Sociological perspectives on loss have emphasized the social meanings attributed by societies to different types of losses. Based on extensive research in North America, Klass et al.54 have challenged notions that successful resolution of loss involves "moving on" and "letting go" which have been fundamental aspects of many loss therapies (e.g., Worden55). It is argued that for many people adapting to loss involved incorporating some aspect of their previous relationship with the deceased person into their current lives but in a way that was tolerable and was not distressing. Tony Walter56 a sociologist working in the UK, developed a similar theory in relation to the loss of a deceased person. He suggested that the creation of a durable biography in the form of a narrative which describes both the person who has died and the part they play in others lives was a functional and therapeutic way to cope with loss. A recent review of research on the "continuing" versus "breaking" bonds controversy has failed to establish which is most adaptive.57 Research investigating these different approaches to coping with loss would enlighten future management and even prevention of some of the negative aspects of this complex phenomenon.

This leads on to considering the more positive aspects of living with advanced cancer which have been under represented in the research literature.

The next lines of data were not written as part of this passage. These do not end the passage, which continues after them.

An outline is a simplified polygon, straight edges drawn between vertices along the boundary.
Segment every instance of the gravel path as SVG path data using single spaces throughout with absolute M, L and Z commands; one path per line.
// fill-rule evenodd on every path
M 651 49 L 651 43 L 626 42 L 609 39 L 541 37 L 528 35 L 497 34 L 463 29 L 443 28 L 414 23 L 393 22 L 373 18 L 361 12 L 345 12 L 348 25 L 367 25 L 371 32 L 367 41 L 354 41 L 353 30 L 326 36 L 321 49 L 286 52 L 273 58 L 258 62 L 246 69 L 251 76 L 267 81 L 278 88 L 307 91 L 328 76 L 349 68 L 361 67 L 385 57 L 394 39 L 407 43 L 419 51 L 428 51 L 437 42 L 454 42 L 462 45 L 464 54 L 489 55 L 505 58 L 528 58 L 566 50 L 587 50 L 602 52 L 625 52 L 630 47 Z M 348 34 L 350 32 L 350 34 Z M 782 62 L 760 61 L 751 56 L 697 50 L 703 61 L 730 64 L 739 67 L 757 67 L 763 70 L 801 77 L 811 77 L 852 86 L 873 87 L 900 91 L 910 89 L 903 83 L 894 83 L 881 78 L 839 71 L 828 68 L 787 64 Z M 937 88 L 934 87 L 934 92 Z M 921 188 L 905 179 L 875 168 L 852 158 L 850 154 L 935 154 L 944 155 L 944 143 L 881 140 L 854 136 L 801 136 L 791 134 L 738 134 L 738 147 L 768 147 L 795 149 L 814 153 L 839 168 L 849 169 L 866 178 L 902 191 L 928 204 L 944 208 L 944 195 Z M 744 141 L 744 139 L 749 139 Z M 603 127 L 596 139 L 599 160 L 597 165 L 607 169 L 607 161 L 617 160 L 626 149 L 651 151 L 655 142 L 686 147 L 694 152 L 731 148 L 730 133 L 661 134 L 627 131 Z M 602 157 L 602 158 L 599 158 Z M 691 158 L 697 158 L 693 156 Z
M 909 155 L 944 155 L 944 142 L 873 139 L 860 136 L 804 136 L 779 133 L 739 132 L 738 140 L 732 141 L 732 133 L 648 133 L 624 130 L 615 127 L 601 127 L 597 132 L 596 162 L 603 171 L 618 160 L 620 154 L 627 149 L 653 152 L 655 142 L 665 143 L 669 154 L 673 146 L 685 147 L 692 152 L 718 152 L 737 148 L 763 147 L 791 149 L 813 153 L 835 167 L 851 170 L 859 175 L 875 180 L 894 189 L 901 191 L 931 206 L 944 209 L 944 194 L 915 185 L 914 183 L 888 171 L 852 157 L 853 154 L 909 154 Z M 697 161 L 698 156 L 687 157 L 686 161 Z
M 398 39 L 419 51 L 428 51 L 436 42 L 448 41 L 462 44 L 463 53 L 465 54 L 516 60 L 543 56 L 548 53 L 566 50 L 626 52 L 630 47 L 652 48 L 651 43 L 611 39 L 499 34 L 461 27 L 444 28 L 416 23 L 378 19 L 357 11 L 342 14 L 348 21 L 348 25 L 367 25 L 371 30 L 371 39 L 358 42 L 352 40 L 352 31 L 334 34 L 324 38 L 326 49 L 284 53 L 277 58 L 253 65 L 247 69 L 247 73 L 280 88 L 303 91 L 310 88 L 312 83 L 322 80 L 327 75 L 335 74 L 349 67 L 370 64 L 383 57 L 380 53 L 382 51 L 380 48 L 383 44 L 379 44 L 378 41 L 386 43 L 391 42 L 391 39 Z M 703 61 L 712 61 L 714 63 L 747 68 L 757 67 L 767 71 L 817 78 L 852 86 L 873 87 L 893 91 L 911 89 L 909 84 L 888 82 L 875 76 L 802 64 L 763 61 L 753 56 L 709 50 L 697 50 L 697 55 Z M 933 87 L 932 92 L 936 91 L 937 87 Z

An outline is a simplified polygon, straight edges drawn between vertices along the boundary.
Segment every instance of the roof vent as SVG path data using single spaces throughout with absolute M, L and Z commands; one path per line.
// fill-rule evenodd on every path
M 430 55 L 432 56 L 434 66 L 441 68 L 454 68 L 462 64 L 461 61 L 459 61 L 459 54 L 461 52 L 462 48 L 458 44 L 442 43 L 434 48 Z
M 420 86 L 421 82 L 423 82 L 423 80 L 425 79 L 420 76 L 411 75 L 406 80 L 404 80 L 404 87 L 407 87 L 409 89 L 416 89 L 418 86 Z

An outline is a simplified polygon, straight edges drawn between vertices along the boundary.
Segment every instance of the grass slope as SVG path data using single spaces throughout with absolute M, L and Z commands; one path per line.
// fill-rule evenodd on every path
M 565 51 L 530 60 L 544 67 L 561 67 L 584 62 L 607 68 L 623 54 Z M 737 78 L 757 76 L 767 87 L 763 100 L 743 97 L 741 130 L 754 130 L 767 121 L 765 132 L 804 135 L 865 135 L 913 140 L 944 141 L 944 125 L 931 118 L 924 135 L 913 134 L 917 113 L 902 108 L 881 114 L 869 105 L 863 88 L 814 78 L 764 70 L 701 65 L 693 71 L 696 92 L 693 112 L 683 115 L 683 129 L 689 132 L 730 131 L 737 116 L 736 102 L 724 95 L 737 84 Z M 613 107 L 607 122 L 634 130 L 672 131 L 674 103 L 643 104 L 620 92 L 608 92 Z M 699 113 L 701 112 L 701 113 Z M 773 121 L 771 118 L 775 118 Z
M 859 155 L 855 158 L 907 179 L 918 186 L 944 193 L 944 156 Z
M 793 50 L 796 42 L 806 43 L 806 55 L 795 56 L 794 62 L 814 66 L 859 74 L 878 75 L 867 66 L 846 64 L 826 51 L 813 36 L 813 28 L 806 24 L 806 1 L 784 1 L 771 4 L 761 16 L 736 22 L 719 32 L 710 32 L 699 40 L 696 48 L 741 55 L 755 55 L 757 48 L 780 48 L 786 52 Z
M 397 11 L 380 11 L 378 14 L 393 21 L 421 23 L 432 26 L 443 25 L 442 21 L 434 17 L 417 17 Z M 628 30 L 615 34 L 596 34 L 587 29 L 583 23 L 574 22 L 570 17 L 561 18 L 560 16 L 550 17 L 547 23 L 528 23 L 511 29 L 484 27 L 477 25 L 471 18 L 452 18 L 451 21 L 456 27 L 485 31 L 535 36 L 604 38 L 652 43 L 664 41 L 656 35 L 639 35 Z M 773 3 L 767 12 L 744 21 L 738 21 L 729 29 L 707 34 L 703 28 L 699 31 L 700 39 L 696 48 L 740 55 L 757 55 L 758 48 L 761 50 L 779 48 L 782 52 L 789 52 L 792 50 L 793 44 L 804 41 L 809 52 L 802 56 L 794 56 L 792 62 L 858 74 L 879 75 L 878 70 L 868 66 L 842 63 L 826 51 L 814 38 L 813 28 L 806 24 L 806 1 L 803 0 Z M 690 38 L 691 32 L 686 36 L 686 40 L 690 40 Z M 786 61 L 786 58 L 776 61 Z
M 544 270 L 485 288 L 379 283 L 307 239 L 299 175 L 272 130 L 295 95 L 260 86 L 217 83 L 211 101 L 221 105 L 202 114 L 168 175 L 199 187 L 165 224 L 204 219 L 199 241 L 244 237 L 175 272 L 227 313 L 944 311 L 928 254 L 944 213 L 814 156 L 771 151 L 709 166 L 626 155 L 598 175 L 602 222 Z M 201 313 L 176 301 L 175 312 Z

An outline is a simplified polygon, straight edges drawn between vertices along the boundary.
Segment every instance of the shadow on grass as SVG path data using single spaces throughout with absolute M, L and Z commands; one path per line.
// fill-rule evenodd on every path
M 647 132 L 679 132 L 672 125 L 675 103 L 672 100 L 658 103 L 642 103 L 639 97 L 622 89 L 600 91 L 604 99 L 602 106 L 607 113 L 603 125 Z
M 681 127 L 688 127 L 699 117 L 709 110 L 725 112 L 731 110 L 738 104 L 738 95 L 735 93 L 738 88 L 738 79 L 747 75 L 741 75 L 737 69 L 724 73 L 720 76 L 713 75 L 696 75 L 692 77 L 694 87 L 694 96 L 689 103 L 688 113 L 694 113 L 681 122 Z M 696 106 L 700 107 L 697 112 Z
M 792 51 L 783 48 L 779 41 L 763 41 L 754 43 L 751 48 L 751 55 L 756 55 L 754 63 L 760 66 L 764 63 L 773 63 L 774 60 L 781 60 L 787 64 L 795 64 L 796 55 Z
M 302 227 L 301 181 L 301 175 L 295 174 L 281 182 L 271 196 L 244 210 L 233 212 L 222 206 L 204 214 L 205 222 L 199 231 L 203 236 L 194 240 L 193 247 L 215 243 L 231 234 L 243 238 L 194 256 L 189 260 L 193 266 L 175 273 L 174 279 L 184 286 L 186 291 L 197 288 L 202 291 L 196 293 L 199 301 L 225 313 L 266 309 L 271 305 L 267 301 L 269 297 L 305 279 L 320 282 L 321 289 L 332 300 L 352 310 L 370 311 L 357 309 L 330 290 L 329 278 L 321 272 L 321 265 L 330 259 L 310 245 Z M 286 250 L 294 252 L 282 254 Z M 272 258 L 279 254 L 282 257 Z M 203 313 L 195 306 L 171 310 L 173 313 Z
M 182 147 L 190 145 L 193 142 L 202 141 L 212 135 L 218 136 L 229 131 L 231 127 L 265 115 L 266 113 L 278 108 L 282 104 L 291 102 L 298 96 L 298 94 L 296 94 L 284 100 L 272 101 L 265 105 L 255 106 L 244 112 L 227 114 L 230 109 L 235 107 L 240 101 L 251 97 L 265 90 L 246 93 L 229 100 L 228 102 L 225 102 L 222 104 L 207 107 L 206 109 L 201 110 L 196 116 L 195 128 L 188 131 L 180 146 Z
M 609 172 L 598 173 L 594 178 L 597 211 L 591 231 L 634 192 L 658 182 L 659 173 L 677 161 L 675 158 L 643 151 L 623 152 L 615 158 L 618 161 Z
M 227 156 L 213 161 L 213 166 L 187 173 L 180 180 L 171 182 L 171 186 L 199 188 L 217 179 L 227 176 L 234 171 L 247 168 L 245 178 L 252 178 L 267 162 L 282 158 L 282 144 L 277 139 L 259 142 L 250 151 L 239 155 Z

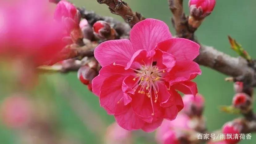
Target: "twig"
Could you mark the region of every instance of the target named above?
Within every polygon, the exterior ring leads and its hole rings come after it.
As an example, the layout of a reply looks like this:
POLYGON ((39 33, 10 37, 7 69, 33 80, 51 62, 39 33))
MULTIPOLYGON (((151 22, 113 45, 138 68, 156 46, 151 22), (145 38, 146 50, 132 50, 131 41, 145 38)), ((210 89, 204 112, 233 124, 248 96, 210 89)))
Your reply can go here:
POLYGON ((113 14, 122 16, 131 28, 138 22, 145 19, 139 13, 134 12, 127 3, 121 0, 97 0, 99 3, 109 6, 113 14))

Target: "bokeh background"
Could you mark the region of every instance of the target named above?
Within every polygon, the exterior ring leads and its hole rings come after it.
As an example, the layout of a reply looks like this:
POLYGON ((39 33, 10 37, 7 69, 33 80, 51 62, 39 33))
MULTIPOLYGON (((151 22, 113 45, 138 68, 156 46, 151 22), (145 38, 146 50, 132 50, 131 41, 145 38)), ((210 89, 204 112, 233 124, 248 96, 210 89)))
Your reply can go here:
MULTIPOLYGON (((78 7, 84 6, 102 15, 123 20, 118 16, 111 14, 106 6, 99 4, 96 0, 71 1, 78 7)), ((140 12, 145 17, 166 22, 169 26, 171 32, 175 34, 167 0, 125 1, 133 10, 140 12)), ((188 0, 184 1, 185 10, 188 14, 188 0)), ((241 44, 253 58, 256 58, 255 11, 256 1, 254 0, 217 0, 213 12, 206 19, 197 31, 196 35, 201 43, 237 57, 230 48, 227 37, 230 35, 241 44)), ((226 76, 203 66, 201 68, 202 74, 195 81, 197 83, 199 93, 205 98, 204 115, 207 127, 211 131, 220 129, 226 122, 240 116, 224 113, 218 108, 220 105, 231 104, 234 94, 233 83, 224 81, 226 76)), ((2 75, 0 78, 5 75, 3 73, 0 74, 2 75)), ((50 112, 48 112, 46 111, 45 115, 49 113, 48 116, 54 117, 53 122, 56 123, 55 128, 65 133, 66 138, 70 138, 79 142, 75 143, 102 143, 104 136, 99 132, 105 130, 114 119, 100 107, 98 97, 78 80, 77 74, 74 72, 42 75, 34 92, 36 94, 35 95, 41 95, 41 99, 49 102, 45 104, 47 107, 51 105, 51 109, 53 109, 54 112, 51 110, 50 112)), ((4 91, 8 87, 0 79, 0 95, 2 95, 0 100, 5 97, 4 91)), ((15 130, 0 125, 0 143, 19 144, 19 139, 16 134, 15 130)), ((153 134, 148 135, 154 136, 153 134)), ((138 137, 135 139, 136 144, 151 143, 143 136, 138 137)), ((244 140, 240 143, 256 143, 256 134, 252 135, 251 140, 244 140)))

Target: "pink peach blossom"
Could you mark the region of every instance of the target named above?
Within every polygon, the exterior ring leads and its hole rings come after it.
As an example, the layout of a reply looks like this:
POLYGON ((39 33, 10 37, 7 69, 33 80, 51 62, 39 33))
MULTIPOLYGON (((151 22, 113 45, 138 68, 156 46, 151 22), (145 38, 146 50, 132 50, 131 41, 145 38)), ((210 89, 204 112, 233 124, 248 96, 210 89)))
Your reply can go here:
POLYGON ((31 106, 29 100, 25 96, 17 95, 7 97, 1 107, 3 122, 12 128, 25 125, 31 118, 31 106))
POLYGON ((54 21, 49 4, 44 0, 0 2, 0 57, 38 66, 62 50, 62 27, 54 21))
POLYGON ((92 91, 121 127, 152 132, 183 108, 176 90, 197 93, 190 81, 201 74, 193 61, 199 46, 172 38, 165 23, 152 19, 135 25, 130 34, 130 40, 107 41, 95 49, 102 68, 92 80, 92 91))
POLYGON ((164 143, 164 139, 166 138, 165 135, 169 133, 175 132, 183 131, 184 130, 192 130, 190 126, 189 117, 186 115, 179 113, 176 118, 172 121, 164 120, 162 125, 158 128, 156 133, 156 138, 159 143, 164 143))

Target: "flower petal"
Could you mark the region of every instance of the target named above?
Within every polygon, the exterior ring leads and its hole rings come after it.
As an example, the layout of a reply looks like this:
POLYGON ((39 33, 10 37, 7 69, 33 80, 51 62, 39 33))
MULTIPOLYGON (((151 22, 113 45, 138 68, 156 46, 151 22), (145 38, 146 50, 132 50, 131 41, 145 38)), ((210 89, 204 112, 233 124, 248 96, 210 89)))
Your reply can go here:
POLYGON ((158 43, 171 38, 168 26, 162 21, 153 19, 138 23, 130 32, 130 40, 137 50, 151 50, 158 43))
POLYGON ((106 78, 100 87, 100 102, 110 115, 118 114, 126 111, 128 107, 125 106, 122 91, 123 77, 115 74, 106 78))
POLYGON ((126 112, 119 115, 115 115, 114 116, 119 125, 128 130, 141 129, 145 123, 133 112, 131 108, 126 112))
POLYGON ((108 40, 96 47, 94 56, 102 67, 114 62, 126 66, 136 51, 129 40, 108 40))
POLYGON ((96 95, 100 95, 100 90, 105 79, 111 75, 119 74, 126 76, 135 74, 131 70, 125 70, 124 67, 119 66, 114 66, 110 64, 103 67, 99 72, 99 75, 94 78, 92 82, 92 92, 96 95))
MULTIPOLYGON (((154 95, 151 96, 155 97, 154 95)), ((154 115, 152 116, 153 112, 150 98, 146 95, 136 93, 133 95, 132 98, 131 105, 133 111, 145 121, 151 123, 153 118, 158 118, 162 114, 162 108, 160 106, 159 103, 154 103, 153 100, 154 115)))
POLYGON ((164 109, 164 118, 169 121, 172 121, 176 118, 178 110, 175 105, 173 105, 169 108, 164 109))
POLYGON ((157 48, 173 55, 177 61, 192 61, 199 55, 200 46, 187 39, 173 38, 160 43, 157 48))
POLYGON ((157 66, 159 68, 166 68, 166 71, 169 72, 176 65, 176 58, 171 54, 160 49, 157 49, 155 58, 157 61, 157 66), (160 63, 160 64, 159 63, 160 63), (164 66, 164 68, 161 65, 164 66))
POLYGON ((151 133, 155 131, 161 125, 164 119, 160 119, 152 123, 145 123, 142 129, 147 133, 151 133))
POLYGON ((181 82, 190 81, 201 74, 199 65, 192 61, 177 61, 175 66, 165 77, 171 85, 181 82))
POLYGON ((195 96, 198 93, 196 83, 193 82, 184 82, 172 86, 176 89, 186 95, 193 95, 195 96))

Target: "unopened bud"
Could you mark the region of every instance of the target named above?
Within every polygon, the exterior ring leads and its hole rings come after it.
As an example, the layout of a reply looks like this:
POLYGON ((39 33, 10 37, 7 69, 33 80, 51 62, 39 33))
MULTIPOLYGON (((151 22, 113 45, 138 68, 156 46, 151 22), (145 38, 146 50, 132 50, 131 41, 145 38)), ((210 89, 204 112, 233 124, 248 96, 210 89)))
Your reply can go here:
POLYGON ((215 3, 215 0, 190 0, 190 25, 195 28, 198 28, 204 19, 211 13, 215 3))
POLYGON ((93 36, 93 30, 87 20, 85 19, 82 19, 80 21, 79 26, 83 33, 83 38, 92 40, 93 36))
POLYGON ((80 67, 77 72, 78 79, 83 84, 88 85, 92 82, 92 80, 96 76, 95 70, 87 66, 80 67))
POLYGON ((95 35, 100 39, 106 39, 111 35, 111 27, 108 23, 105 21, 97 21, 92 27, 95 35))
POLYGON ((239 134, 242 129, 242 125, 239 121, 232 121, 225 124, 222 128, 222 133, 225 134, 231 134, 231 138, 225 139, 225 141, 228 143, 235 144, 240 141, 239 138, 239 134), (238 138, 235 138, 236 135, 238 138))
POLYGON ((204 107, 204 99, 201 95, 195 96, 192 95, 185 95, 182 97, 184 104, 183 111, 190 116, 201 116, 204 107))
POLYGON ((251 108, 252 98, 245 93, 237 93, 233 98, 232 104, 235 107, 245 112, 251 108))
POLYGON ((242 92, 244 88, 244 83, 241 82, 237 82, 234 83, 234 90, 236 93, 242 92))

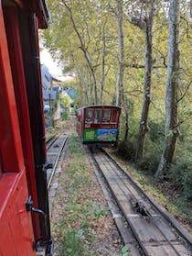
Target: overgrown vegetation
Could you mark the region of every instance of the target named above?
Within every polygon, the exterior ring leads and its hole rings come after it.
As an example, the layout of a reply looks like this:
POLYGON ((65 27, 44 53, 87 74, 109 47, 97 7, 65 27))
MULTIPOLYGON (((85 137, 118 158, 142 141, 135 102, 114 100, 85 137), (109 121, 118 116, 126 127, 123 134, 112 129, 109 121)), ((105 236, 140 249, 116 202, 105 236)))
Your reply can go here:
POLYGON ((75 74, 77 106, 114 105, 122 98, 118 104, 128 109, 129 132, 123 141, 123 117, 120 154, 136 160, 136 167, 146 177, 156 173, 162 178, 157 185, 167 193, 172 188, 175 199, 188 208, 192 198, 189 1, 48 0, 48 4, 52 24, 44 31, 45 45, 59 56, 65 72, 75 74), (176 57, 173 62, 171 53, 176 57))
MULTIPOLYGON (((128 171, 131 172, 142 185, 160 199, 160 202, 182 221, 192 226, 192 145, 190 132, 187 127, 181 130, 177 141, 177 150, 169 173, 157 184, 154 175, 158 166, 164 147, 164 121, 149 121, 149 131, 146 135, 144 154, 142 161, 134 162, 135 140, 138 120, 130 120, 130 132, 127 141, 119 144, 118 154, 128 161, 128 171), (185 135, 184 135, 185 134, 185 135)), ((121 131, 123 137, 123 129, 121 131)), ((120 138, 121 140, 121 138, 120 138)))
POLYGON ((90 166, 82 150, 79 139, 72 137, 69 143, 70 161, 65 169, 67 178, 62 184, 66 194, 61 198, 62 217, 59 223, 52 224, 59 256, 97 256, 96 251, 88 250, 88 245, 94 240, 96 229, 110 210, 97 201, 95 184, 91 184, 90 166))

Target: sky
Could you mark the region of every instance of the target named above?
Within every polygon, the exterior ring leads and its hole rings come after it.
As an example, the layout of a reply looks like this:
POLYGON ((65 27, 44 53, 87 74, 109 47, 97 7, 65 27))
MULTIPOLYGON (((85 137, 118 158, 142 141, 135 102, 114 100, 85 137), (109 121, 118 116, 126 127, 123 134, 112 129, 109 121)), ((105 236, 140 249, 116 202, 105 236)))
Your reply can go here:
POLYGON ((61 81, 68 80, 69 77, 64 76, 61 72, 61 67, 59 62, 54 61, 50 53, 47 49, 40 47, 40 63, 46 65, 48 68, 49 73, 54 77, 61 81))

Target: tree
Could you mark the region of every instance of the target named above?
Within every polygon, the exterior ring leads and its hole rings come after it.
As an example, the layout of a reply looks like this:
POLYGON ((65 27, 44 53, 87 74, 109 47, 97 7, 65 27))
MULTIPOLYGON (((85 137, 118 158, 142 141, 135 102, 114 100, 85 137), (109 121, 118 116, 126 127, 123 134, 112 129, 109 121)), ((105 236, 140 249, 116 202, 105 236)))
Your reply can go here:
POLYGON ((155 173, 155 180, 166 173, 173 161, 176 141, 178 136, 177 91, 179 71, 179 7, 180 0, 170 0, 168 65, 165 84, 165 149, 155 173))
MULTIPOLYGON (((140 28, 144 30, 145 35, 145 59, 144 59, 144 86, 143 95, 143 106, 142 115, 139 125, 139 133, 137 139, 135 161, 140 161, 143 157, 144 144, 145 134, 148 131, 147 121, 149 116, 149 105, 151 102, 151 77, 153 69, 153 44, 152 44, 152 33, 153 33, 153 22, 154 22, 154 11, 155 1, 151 0, 148 4, 149 15, 144 19, 140 18, 140 28)), ((135 19, 137 21, 137 19, 135 19)))

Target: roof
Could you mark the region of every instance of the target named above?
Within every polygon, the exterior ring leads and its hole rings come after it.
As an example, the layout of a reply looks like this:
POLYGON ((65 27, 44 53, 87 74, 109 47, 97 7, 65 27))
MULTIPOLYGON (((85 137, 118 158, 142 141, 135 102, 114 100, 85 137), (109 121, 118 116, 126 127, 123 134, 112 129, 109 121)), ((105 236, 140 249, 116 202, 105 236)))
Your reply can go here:
POLYGON ((85 106, 82 107, 78 108, 77 110, 85 109, 85 108, 119 108, 122 109, 121 106, 112 106, 112 105, 91 105, 91 106, 85 106))

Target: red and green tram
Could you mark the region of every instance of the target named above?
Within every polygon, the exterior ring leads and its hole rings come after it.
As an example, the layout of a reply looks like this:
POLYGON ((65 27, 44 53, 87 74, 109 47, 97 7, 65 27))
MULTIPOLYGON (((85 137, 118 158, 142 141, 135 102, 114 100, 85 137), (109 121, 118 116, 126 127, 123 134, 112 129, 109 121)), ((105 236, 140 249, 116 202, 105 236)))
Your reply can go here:
POLYGON ((77 132, 83 144, 108 146, 117 143, 121 107, 89 106, 77 110, 77 132))

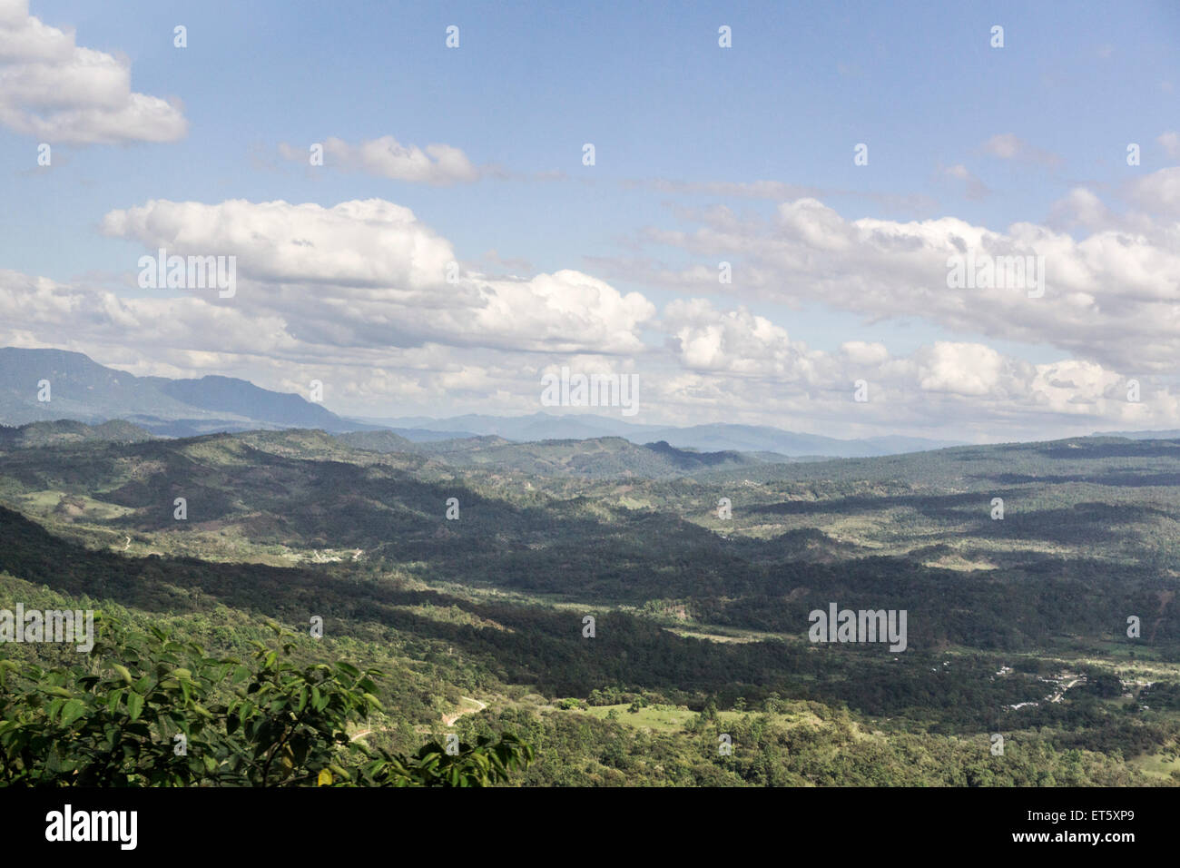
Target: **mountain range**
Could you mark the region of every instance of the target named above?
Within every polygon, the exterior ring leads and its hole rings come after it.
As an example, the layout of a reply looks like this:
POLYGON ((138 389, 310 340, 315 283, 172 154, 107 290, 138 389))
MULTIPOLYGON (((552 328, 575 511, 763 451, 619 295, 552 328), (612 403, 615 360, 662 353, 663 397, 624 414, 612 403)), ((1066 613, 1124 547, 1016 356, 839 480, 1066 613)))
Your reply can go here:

What allows some cancer patients to cope so well with survival? The individual difference literature acknowledges the role of personality attributes such as hardiness and resilience.58 Yet there is still much that it not known about well-being which is likely to be more than merely the absence of psychopathology. In a theory of hope in situations involving pain, loss and suffering, hope was defined as a combination of a determination to achieve a desired goal or end point and a plan for getting there.59 When pain, illness, disability or any loss occurs, previously valued goals may seem or may actually be unattainable. This can precipitate hopelessness, bring acceptance or promote determination. People who demonstrate flexibility and willingness to modify or change some of their original goals, are most likely to remain hopeful. Snyder59 argues that resourceful people have a number of goals in different areas of their lives and show an ability to substitute goals that are achievable for those that become unattainable. Interventions that help cancer patients to reappraise their goals one-step-at-a-time when faced with overwhelming challenges are likely to be supportive. The positive aspects of living with advanced cancer may include refram-ing life goals, reappraising priorities and focusing on new or previously undervalued activities. This may relate to important relationships, employment or voluntary endeavors or creative ventures. There may be the sense of seeing the world afresh and a new with more intense valuing of things like the natural world or personal faith.